Concert Review: Neil Young at Chiles Center, 10/7

He's seen the GMOs and the damage done.

Neil Young ain't got time for small talk, nor small gestures. Subtlety is a young man's game, and the craggy Canadian is now a lot like the old man he sang about in 1972. Touring in support of The Monsanto Years, an album-length harangue against the agrochemical monolith of the title, Young opened his stop at the University of Portland's basketball gym by sending out two stagehands in farmer costumes to spread seeds across the stage. A while later, actors in Hazmat suits appeared to shroud him in "pesticides" and gesticulate menacingly at the crowd. To Young's credit, in the entire three-hour set, there were no extended between-song rants, but there hardly needed to be—not when the new songs include lyrics like, "Supreme Court in session made a new law/GMO seeds and patents had a fatal flaw/Supreme Court Justice Clarence Thomas worked for Monsanto!"

Of course, while the message might be delivered with a heavier hand these days, neither the theatricality nor the activism is new for Young, who turns 70 in November.
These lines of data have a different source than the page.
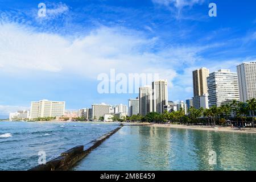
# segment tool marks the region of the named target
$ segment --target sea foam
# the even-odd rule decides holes
[[[0,135],[0,138],[9,138],[13,136],[10,133],[5,133],[4,134]]]

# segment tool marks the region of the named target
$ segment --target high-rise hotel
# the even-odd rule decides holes
[[[203,107],[207,109],[208,96],[207,88],[207,77],[209,76],[209,69],[202,68],[193,71],[193,88],[194,97],[193,106],[196,109]]]
[[[244,63],[237,67],[240,101],[256,98],[256,62]]]
[[[92,105],[90,119],[99,119],[100,117],[104,117],[105,114],[109,114],[110,107],[111,105],[105,103]]]
[[[152,111],[152,88],[150,86],[139,88],[139,112],[142,115]]]
[[[48,117],[61,117],[65,113],[64,101],[52,101],[43,100],[31,102],[30,119]]]
[[[152,83],[153,112],[163,113],[168,105],[167,80],[160,80]]]
[[[209,75],[207,84],[210,107],[220,107],[234,100],[240,100],[237,73],[230,72],[229,69],[220,69]]]
[[[129,116],[139,114],[139,99],[129,99],[128,100]]]

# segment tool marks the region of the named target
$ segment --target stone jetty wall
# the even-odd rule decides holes
[[[46,164],[36,166],[28,171],[60,171],[68,170],[79,160],[85,157],[93,150],[99,146],[104,141],[118,131],[122,125],[107,134],[94,140],[85,146],[79,146],[68,150],[60,156],[52,159]]]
Using the faux-farmhands as a smokescreen, he slid surreptitiously behind a piano, pawing the opening chords of his 45-year-old environmentalist daydream "After the Gold Rush" before hardly anyone knew he was there, updating the refrain to underscore just how long he's been fighting this particular fight: "Look at mother nature on the run in the 21st century." Clad in all-black, with a battered fedora giving him the look of an Old West drifter, Young spent the first part of the show alone, pacing the stage with an acoustic guitar and harmonica, singing "Heart of Gold" and "Comes a Time" almost to himself—realizing he'd been ignoring the audience, he stopped "Old Man" briefly to say hello—his creaky-floorboard of a voice proving stunningly well-preserved…as well-preserved as someone with Neil Young's voice can be, anyway.

It got exponentially louder from there, in both volume and message. With Lukas "Son of Willie" Nelson's Promise of the Real serving as his Crazy Horse stand-in, Young built from the country-rock amble of "Hold Back the Tears" and "Out on the Weekend"—slightly Jimmy Buffetized by the band's superfluous bongo player—to the molten guitar noise that made him a grunge-era hero so gradually most in attendance probably didn't realize they needed earplugs until they tried sleeping over the lingering din later that night. In between were several songs from The Monsanto Years, which Young—stomping, soloing and circling up with his young backing musicians—delivered with as much righteous anger as the takes on "Alabama" and "Southern Man." None of it, though, measured up to the thunderous finale of "Love and Only Love." Stretching out for what seemed like half an hour, the song roared, rumbled and quaked, and in its distressed sonics managed to conjure the fury of nature more than anything he sang all night.